Heritage chief: Do not confuse UNESCO fortifications bid with Valletta reporting
Culture Superintendent says upcoming mission has nothing to do with capital's state of conservation
The Superintendent of Cultural Heritage has warned against confusing Malta’s bid to add its Knights-era fortifications to the UNESCO World Heritage List with a separate ongoing review of Valletta’s state of conservation.
Kurt Farrugia said the technical experts due in Malta next week are not coming to carry out a State of Conservation mission on Valletta, but to assess Malta’s nomination The Maltese Fortifications of the Knights of St John.
That nomination seeks to extend World Heritage recognition to a wider fortified landscape, including Valletta’s fortifications, the Cottonera Lines, the Santa Margherita Lines, Mdina and the Cittadella in Gozo.
His comments come after Flimkien għal Ambjent Aħjar warned that proposed developments around Valletta, including a planned Sliema lido and floodlit padel courts on Manoel Island, could affect the assessment of Malta’s bid.
Farrugia said FAA’s intervention risked giving the public a misleading impression of what the visiting mission was meant to do.
The experts that will be visiting Malta, he said, are from ICOMOS, the International Council on Monuments and Sites, a professional body that advises UNESCO on World Heritage matters. Their visit will focus on the merits of Malta’s nomination dossier, including its claimed outstanding universal value, authenticity, integrity, management framework and protection measures.
“It is not a reactive mission sent to investigate the current state of conservation of Valletta,” Farrugia said.
He said the distinction was important because two separate UNESCO processes were being conflated.
The first, he said, is the evaluation of Malta’s fortifications nomination.

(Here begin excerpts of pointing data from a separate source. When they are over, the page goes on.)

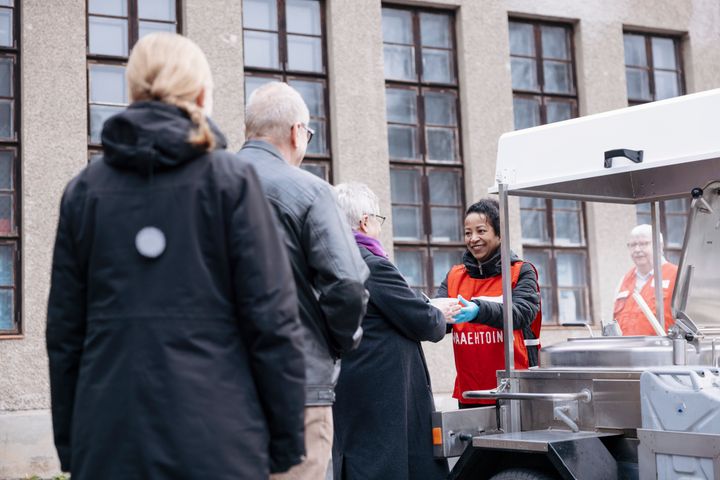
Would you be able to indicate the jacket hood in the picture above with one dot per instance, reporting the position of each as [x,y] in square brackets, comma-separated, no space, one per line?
[150,136]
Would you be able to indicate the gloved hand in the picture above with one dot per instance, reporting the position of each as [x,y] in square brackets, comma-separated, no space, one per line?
[468,312]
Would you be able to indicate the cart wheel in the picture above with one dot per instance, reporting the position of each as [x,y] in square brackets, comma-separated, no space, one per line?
[522,474]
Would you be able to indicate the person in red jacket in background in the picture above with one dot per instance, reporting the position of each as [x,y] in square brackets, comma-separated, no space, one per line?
[639,279]
[477,328]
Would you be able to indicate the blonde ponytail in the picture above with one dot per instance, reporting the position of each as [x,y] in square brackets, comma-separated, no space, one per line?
[172,69]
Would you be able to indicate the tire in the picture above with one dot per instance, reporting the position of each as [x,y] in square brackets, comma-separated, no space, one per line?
[522,474]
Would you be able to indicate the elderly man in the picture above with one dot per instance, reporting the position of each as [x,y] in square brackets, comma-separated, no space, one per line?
[329,272]
[639,279]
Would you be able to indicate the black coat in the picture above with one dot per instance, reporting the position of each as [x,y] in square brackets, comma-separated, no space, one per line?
[382,413]
[183,366]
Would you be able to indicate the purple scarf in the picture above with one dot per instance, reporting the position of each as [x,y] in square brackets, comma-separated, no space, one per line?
[370,243]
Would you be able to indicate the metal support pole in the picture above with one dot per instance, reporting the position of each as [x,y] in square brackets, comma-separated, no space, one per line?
[657,264]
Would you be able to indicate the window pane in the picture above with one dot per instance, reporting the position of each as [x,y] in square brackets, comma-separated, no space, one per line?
[664,53]
[405,186]
[558,77]
[304,53]
[635,50]
[157,9]
[554,42]
[435,30]
[261,49]
[399,62]
[108,7]
[397,26]
[526,111]
[522,40]
[446,224]
[445,187]
[666,85]
[107,84]
[410,265]
[260,14]
[6,33]
[6,169]
[402,142]
[303,16]
[638,84]
[6,77]
[524,74]
[441,144]
[401,105]
[98,115]
[407,223]
[108,36]
[438,66]
[147,28]
[7,129]
[7,222]
[440,109]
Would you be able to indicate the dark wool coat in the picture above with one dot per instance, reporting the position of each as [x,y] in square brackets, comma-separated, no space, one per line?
[188,365]
[384,403]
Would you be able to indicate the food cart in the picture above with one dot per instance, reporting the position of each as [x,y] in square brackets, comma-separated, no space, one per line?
[611,407]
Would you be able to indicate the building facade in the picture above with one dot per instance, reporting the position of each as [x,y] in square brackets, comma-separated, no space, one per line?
[409,97]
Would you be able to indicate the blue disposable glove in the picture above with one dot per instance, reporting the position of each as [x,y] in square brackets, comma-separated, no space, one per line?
[468,312]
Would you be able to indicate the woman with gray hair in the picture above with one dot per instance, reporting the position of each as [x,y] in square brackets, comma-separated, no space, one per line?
[384,402]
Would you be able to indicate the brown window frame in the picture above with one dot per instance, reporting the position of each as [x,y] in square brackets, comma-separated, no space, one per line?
[285,74]
[14,238]
[427,246]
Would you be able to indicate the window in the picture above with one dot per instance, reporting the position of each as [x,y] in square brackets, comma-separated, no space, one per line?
[423,120]
[652,67]
[553,231]
[284,40]
[113,28]
[10,320]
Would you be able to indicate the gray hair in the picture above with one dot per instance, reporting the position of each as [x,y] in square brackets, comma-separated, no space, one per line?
[272,109]
[355,200]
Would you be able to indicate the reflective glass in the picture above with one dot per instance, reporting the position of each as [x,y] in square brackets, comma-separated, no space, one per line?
[435,30]
[397,26]
[406,223]
[441,144]
[666,85]
[117,8]
[444,187]
[402,142]
[664,53]
[401,105]
[303,16]
[446,224]
[261,49]
[260,14]
[304,53]
[524,74]
[107,84]
[554,42]
[558,77]
[438,66]
[635,50]
[399,62]
[108,36]
[157,9]
[440,109]
[522,40]
[6,77]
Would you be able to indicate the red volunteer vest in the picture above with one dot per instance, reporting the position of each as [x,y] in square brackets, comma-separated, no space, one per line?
[478,348]
[627,312]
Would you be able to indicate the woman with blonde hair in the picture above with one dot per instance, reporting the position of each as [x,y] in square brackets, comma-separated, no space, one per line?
[172,329]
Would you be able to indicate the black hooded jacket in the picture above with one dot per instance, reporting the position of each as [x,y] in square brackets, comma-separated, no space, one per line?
[187,365]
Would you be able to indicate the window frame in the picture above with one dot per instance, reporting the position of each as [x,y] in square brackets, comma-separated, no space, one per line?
[426,245]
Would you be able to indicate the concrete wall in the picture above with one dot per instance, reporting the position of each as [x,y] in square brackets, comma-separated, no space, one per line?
[54,140]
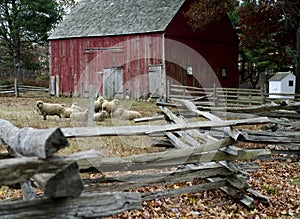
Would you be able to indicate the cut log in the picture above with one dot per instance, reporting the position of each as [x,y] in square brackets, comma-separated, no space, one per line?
[14,170]
[32,142]
[185,190]
[87,205]
[65,183]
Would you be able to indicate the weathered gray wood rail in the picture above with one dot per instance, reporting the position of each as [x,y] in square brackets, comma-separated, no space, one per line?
[190,146]
[87,205]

The second is the State of Conservation reporting process concerning Valletta, which has been on the World Heritage List since 1980.
Farrugia said no one disputed that Valletta faced conservation challenges that required serious discussion. An updated State of Conservation report, building on one submitted in 2023, is being compiled with input from heritage authorities and other organisations and is expected to be sent to UNESCO later this year.
But he insisted that the process was already underway and was separate from next week’s ICOMOS visit.
“The ICOMOS experts arriving next week are evaluating Malta’s bid to extend World Heritage recognition to the wider system of the Knights’ fortifications. They are not arriving to conduct a State of Conservation mission on Valletta,” he said.
Farrugia said the fortifications nomination was the result of years of work by several institutions and professionals, including the Superintendence of Cultural Heritage, Heritage Malta, the Restoration Directorate, the Planning Authority, local councils, historians, architects, archaeologists and conservation specialists.
He also pointed to the National World Heritage Technical Committee, formally established under the Cultural Heritage Act, which is tasked with advising the government on World Heritage Sites and coordinating the entities responsible for their management.
Public debate on heritage protection was legitimate and necessary, Farrugia said, but had to be based on accurate information.
“Both are important. Neither should be confused with the other,” he said.